North Korean Developer Gains Control of Waves Protocol’s Keeper-Wallet

Coin WorldThursday, Jun 19, 2025 5:25 am ET
1min read

A North Korean developer, identified as "AhegaoXXX," gained elevated privileges within the Waves Protocol’s Keeper-Wallet codebase, according to a report published on June 18. The developer was found to have pushed updates to the Keeper-Wallet, which had shown no legitimate commits since August 2023. The repository analytics indicated that the user had the ability to open branches, create releases, and publish to the Node Package Manager (NPM) registry, effectively giving the operator complete control over the organization.

The report linked "AhegaoXXX" to contracting rings of DPRK IT workers, which had previously used freelance channels to infiltrate software projects. The account’s reach extended beyond simple maintenance, as redirect rules inside the main Waves Protocol namespace now point to identical packages inside the newly active Keeper-Wallet namespace.
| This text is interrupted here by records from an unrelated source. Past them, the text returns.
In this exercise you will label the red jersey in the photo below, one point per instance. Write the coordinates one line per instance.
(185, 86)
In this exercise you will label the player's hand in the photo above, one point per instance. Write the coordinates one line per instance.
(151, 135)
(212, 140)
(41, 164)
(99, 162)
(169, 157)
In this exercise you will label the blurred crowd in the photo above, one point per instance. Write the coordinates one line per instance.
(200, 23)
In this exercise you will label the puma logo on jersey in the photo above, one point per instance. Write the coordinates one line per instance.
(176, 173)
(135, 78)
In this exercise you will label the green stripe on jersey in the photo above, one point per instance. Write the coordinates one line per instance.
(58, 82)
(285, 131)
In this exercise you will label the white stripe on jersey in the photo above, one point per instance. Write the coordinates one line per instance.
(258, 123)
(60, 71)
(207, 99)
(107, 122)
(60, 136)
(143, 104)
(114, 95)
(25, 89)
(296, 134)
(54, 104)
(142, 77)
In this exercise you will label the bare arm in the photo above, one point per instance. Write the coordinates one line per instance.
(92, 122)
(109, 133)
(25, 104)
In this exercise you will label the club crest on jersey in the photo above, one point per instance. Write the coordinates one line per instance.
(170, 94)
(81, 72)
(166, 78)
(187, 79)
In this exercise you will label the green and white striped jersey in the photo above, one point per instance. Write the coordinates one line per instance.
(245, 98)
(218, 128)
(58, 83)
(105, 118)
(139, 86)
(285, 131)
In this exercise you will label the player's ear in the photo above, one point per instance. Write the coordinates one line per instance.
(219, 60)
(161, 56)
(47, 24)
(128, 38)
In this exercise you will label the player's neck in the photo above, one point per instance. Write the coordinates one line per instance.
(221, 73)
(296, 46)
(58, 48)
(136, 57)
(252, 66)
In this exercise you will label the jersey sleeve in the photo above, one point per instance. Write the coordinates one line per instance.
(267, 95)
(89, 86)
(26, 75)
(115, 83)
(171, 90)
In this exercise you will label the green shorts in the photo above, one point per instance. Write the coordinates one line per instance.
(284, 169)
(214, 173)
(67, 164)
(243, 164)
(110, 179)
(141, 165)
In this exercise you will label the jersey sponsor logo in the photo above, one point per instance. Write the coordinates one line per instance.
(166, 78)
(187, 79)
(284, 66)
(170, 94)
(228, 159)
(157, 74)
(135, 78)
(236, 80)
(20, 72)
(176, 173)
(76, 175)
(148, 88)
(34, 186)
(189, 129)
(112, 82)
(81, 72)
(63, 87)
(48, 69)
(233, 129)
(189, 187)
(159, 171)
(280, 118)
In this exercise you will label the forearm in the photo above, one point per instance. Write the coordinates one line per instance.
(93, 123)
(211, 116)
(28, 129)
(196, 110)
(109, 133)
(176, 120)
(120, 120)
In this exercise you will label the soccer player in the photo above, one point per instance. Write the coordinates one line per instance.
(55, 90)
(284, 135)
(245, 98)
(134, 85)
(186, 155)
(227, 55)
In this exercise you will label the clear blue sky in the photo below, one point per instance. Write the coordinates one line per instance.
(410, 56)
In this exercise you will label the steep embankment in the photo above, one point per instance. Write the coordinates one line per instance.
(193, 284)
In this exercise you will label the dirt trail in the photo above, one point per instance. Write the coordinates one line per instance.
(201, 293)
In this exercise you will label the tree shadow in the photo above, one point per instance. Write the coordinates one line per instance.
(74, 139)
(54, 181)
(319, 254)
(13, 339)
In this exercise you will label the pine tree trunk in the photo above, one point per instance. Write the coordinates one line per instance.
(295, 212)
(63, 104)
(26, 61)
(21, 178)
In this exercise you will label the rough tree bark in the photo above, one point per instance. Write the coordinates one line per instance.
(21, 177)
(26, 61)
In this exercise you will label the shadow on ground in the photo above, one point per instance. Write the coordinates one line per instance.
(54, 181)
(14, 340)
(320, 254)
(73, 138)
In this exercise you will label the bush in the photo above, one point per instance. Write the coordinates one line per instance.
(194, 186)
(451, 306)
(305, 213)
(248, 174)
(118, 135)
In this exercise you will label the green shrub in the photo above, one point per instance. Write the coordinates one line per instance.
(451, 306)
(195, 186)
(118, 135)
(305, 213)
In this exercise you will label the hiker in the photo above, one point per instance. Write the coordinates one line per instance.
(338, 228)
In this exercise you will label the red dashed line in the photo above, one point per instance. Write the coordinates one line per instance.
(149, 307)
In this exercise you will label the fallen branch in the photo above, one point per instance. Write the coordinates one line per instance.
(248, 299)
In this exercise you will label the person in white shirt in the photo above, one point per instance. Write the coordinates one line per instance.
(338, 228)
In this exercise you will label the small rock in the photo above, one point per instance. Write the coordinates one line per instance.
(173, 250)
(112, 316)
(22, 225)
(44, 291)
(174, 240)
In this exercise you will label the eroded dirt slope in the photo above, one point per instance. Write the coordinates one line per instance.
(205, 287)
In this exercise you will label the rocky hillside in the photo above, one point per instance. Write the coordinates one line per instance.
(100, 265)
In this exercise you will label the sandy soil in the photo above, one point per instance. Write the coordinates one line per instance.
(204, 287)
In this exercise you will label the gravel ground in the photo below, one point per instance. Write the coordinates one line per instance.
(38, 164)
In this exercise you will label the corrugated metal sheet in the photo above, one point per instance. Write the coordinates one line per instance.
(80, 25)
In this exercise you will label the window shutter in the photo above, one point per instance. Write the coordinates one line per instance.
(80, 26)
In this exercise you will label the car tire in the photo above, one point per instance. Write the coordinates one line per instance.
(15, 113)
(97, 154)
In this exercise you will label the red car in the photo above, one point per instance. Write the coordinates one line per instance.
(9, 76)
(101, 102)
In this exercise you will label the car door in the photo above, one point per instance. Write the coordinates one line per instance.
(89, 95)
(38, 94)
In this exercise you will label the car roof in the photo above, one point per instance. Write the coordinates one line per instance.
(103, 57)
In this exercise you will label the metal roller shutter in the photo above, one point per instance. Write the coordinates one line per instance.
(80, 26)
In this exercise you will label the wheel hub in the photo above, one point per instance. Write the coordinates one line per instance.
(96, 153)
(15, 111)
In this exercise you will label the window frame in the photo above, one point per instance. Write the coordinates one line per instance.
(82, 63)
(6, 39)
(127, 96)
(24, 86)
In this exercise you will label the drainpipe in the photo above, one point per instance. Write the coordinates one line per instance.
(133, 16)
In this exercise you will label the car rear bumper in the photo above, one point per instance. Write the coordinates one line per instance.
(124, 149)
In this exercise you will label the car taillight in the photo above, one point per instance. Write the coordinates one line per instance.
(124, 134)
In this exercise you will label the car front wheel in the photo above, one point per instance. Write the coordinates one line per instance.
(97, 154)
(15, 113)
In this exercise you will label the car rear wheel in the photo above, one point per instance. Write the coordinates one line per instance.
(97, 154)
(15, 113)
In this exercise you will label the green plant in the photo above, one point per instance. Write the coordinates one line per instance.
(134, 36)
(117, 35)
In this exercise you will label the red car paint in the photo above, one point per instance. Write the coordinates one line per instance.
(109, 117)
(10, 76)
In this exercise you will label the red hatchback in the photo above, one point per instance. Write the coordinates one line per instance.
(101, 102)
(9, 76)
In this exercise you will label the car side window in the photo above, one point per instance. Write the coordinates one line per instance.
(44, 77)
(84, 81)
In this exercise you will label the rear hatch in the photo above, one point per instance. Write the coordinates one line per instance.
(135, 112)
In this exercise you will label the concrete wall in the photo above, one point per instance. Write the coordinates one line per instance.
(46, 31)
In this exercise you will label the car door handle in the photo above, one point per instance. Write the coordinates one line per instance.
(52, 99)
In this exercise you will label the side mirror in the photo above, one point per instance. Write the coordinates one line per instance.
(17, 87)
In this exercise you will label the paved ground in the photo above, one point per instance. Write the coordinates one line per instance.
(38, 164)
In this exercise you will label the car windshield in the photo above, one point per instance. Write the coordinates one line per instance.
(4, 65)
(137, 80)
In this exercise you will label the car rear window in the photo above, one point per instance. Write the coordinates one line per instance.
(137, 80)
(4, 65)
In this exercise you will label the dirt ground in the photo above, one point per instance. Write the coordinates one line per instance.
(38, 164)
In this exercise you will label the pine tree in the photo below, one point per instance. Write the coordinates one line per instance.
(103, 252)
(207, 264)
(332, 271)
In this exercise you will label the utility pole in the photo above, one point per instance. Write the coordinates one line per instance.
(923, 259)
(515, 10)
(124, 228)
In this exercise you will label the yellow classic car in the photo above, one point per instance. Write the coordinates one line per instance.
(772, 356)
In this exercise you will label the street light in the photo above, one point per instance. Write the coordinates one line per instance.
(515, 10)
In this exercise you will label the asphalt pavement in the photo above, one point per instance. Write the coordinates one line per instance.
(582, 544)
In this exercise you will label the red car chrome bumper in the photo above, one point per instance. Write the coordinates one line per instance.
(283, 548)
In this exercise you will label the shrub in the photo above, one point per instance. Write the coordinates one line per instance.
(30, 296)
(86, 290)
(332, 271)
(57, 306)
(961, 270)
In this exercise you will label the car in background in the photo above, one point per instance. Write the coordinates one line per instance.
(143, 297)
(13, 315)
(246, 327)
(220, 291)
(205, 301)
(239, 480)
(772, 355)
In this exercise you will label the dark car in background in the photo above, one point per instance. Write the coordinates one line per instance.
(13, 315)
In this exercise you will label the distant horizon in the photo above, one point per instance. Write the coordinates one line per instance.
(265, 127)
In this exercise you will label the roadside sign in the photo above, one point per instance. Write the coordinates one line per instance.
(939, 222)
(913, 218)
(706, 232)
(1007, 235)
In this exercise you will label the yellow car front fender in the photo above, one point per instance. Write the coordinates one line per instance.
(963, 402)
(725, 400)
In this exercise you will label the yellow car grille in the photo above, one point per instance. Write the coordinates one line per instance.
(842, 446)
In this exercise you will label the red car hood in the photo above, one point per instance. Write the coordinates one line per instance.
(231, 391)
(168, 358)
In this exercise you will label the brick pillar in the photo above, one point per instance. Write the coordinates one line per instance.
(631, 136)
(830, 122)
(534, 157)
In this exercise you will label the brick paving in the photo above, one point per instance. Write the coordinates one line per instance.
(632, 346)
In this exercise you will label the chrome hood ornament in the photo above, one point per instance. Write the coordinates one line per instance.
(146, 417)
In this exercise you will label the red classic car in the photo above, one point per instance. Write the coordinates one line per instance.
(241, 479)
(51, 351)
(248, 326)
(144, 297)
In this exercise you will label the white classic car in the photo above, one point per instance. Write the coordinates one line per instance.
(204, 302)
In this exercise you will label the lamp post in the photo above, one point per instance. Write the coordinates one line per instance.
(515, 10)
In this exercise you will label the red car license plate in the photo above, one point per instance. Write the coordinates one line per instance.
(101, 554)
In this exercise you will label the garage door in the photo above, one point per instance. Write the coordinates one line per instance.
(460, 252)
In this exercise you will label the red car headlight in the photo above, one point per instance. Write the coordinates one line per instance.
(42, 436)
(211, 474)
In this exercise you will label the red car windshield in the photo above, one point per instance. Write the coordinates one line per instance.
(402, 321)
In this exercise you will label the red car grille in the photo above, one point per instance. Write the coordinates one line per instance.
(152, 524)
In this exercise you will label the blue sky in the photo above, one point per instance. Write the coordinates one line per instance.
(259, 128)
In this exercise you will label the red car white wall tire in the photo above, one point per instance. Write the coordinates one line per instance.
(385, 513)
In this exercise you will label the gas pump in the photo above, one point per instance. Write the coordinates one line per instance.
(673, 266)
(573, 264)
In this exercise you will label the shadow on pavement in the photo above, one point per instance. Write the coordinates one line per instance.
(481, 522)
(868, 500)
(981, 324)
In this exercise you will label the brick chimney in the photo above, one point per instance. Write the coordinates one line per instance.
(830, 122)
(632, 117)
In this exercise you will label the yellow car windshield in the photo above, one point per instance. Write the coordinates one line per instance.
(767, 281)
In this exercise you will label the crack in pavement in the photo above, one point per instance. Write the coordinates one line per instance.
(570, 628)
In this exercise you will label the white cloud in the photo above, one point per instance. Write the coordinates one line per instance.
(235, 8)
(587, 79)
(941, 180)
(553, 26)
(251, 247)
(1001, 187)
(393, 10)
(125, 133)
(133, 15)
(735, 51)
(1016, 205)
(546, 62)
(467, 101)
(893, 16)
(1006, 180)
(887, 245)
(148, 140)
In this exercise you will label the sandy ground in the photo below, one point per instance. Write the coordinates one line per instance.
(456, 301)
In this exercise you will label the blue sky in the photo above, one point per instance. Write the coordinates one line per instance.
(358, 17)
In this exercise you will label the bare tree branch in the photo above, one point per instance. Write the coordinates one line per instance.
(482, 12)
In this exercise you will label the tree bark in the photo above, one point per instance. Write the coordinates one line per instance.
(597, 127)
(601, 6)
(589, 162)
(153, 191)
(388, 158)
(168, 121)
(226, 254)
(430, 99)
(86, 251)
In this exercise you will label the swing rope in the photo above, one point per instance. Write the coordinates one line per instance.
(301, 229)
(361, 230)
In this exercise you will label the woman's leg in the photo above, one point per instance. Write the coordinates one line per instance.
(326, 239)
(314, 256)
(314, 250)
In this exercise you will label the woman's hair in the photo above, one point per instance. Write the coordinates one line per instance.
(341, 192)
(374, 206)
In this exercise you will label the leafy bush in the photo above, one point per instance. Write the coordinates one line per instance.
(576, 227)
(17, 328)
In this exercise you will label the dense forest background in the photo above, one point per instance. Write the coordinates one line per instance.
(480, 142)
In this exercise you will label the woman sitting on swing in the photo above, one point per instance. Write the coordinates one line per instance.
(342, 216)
This suggests that an insider moved code from the core organization to the wallet project.

One of the suspicious code changes involved a commit inside “Keeper-Wallet/Keeper-Wallet-Extension” that adds a function exporting wallet logs and runtime errors to an external database. The modified routine captures mnemonic phrases and private keys before transmission, raising the likelihood of credential exfiltration. Although the branch remains unmerged, its presence indicates an intent to include the code in a production release.

The NPM registry records reflect related activity, with versions of “@waves/provider-keeper,” “@waves/waves-transactions,” and four other packages suddenly advancing after two years of dormancy. Each publication lists “msmolyakov-waves” as a maintainer. GitHub history shows that the account belonged to former Waves engineer Maxim Smolyakov and exhibited no activity since 2023 until it approved a pull request from “AhegaoXXX” and triggered a new NPM release in under four minutes. The report assessed that the engineer’s credentials now fall under DPRK control, providing the attacker with a second trusted path to distribute malicious builds.

The shift from isolated freelancing to direct repository control marks an unusual crossover between ordinary DPRK contract work and an overt hacking campaign. Download counts for affected packages remain low, but any Waves user who installs or updates Keeper-Wallet risks importing code that forwards secret phrases to a hostile server. The publication advised development teams to tighten supply-chain defenses, including auditing contributor privileges, removing inactive members from GitHub organizations, tracking who can trigger package releases, and monitoring repository redirects across ecosystems such as npm and Docker. Lastly, the firm encouraged regular reviews of publisher e-mail domains to detect dormant accounts that could approve rogue updates.